Thursday, August 28, 2008

Day One

Wow!

Last night I struggled with insomnia. It took me 90 seconds rather than the usual 30 to fall asleep. Needless to say, I was anxious about my first day of class.

I got up before my alarm, which is usually the start to a good day. I made a sandwich and packed my lunch, pretending like I'm going to have time to do that this year. A tasty roast beef sandwich with fresh tomatoes, onions and lettuce, topped with mild cheddar, olive oil, vinegar, sea salt, and freshly ground pepper. Mmmmmm. It took me 1/2 an hour that I didn't have to make my lunch. I'll be quicker tomorrow.

Off to class!

I got out the door at about 8:30 for a 9:00 class. Another beautiful bike ride across a beautiful campus with beautiful weather (forebodingly warm at a quarter to nine) put me in an even better mood. I sat down next to two amazingly cool people in the front row of my first class ever at Medical school and got ready to start. The lecturer came in and started talking about the history of molecular biology. What surprised me was 1) he was a good speaker, 2) he actually wanted us to learn 3) he was funny 4) we talked about how prions are basically exactly the same as the Borg in Star Trek, a point we expanded for about 10 minutes. So I was sold on my Molecular Bio professor.
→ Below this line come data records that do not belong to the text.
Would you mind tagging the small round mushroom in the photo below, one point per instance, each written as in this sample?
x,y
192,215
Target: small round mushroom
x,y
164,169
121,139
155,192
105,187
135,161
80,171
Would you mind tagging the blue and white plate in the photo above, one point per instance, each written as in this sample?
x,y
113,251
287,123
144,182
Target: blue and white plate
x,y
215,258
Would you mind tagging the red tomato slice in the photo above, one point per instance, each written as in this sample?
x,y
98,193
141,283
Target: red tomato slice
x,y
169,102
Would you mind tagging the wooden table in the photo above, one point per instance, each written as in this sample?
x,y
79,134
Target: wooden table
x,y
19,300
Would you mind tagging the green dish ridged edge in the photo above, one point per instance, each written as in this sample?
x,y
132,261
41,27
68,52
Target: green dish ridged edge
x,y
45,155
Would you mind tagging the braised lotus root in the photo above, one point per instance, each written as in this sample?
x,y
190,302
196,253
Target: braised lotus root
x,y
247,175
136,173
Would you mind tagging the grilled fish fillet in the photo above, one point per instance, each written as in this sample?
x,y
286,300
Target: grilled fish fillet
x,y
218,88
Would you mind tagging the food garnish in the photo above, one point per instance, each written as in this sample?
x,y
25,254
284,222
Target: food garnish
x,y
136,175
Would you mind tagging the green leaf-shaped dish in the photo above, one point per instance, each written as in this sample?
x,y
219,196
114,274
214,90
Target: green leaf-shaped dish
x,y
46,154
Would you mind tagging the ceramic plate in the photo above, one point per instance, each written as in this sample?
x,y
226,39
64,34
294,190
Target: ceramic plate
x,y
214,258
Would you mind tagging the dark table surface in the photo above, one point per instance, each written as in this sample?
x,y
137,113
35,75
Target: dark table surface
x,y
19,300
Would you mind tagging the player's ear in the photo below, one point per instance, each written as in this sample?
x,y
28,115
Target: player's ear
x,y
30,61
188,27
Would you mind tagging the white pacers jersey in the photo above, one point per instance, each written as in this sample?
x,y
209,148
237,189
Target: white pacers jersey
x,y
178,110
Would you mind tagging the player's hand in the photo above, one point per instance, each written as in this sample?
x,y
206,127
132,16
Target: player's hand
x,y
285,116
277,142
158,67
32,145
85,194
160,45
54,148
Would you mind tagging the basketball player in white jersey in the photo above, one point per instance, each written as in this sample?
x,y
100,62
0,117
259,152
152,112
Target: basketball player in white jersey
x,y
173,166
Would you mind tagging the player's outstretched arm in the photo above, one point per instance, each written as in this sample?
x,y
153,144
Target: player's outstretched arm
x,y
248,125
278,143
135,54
After two incredibly interesting hours of class, we went on to a Cells to Tissues class. The lecturer here started at about 25% the speed of light and never slowed down. This class was also very interesting. We talked about cells and stem cells (normal ones in adults) and how powerful they are. I am continually blown away (and expect this will not end) by how incredibly well designed the human body is. One reason why stem cells stay so rare is to minimize copying errors; they only grow when they need to, and they stay as close to the target tissue as they can. And the balance is also incredible. If intestinal tissue grew only 5% faster than it should, after one year of growth, it would increase its size by 10 times. Cancer is a small imbalance (~1%) of too much growth (or too little death). It's amazing that we don't always have cancer everywhere.

I ran over to the Financial Aid office to ask for money on my lunch break, but got back with plenty of time to eat my delicious delicious sandwich and chat some more (it happened to be about water infrastructure... oops).

The post-lunch lecture was Anatomy. This class I was a bit concerned with as I have never taken an anatomy class. The good thing about the class is that both the professors are Brits, which makes for endless entertainment and makes them seem inconceivably smart. We learned about the chest cavity. We had about an hour lecture on it before we headed off to the Anatomy Lab... dun dun dun.

Before we got to meet our cadavers, we had to change into our scrubs. It was like high school gym all over again. 40 guys in a locker room stripping and putting on funny blue clothes brought back memories.

We entered the Anatomy Lab and found our table. There were two sections of the room with twelve tables each. On the table was a blue fake leather bag with a big black zipper on it, each with the shape of the body visible by the folds in the bag. We walked over to the table, received instructions, observed a moment of silence for the donors, and unzipped the bags.

The cadavers were covered with a damp sheet, with an additional cloth over the hands and the face. The skin didn't seem real; it was too plastic-ey and pale. I took the plunge and made the first incision for my group along the clavicle. At first, it seemed unusual, but not as eerie as it should have been. We took off the layer of skin and fascia to reveal the pectoralis major.

To get to the serratus anterior, we needed to move the arms out to the sides. We took off the cloths and moved it out. This is when it started to feel like a body, once we could see the hands. Also noticing the armpit hair and other things which I didn't expect reminded us that it was actually a human we were working on. Even then, it was only a passing thought; the really interesting part was the intercostal muscles and the corticoid process and the other parts of the anatomy, not as much as I would have expected, the emotional side of the body.

We completed the dissection and washed up. We went back to the locker room and changed back into normal clothing. It was 5pm. We had class 9-5. And we will have class 9-5. We are all really tired and it's only the first day. I expect we will learn to strive at this pace, but we have not learned that yet.

That being said, medical school doesn't seem to be that hard. There was nothing today which I had trouble learning. The only challenge is keeping this up. Can I learn that much every day for two years? Medical school is a marathon, and one we have all been training for. If I can maintain this pace, I'll pass with flying colors (not that my colors will fly any more than the next man with a Pass/Fail grading system). I do not have significant fears that I will grow weary, but this, I suppose, is a great risk.

The second, and more likely, is distraction. There are about a billion opportunities for doing great things here. I just cannot get too distracted from class. Nothing seems to be immediately threatening, but those would be the two predicted 'modes of failure' (as Civil Engineers say), so should be protected against or reinforced.

P.S. I still smell like formaldehyde.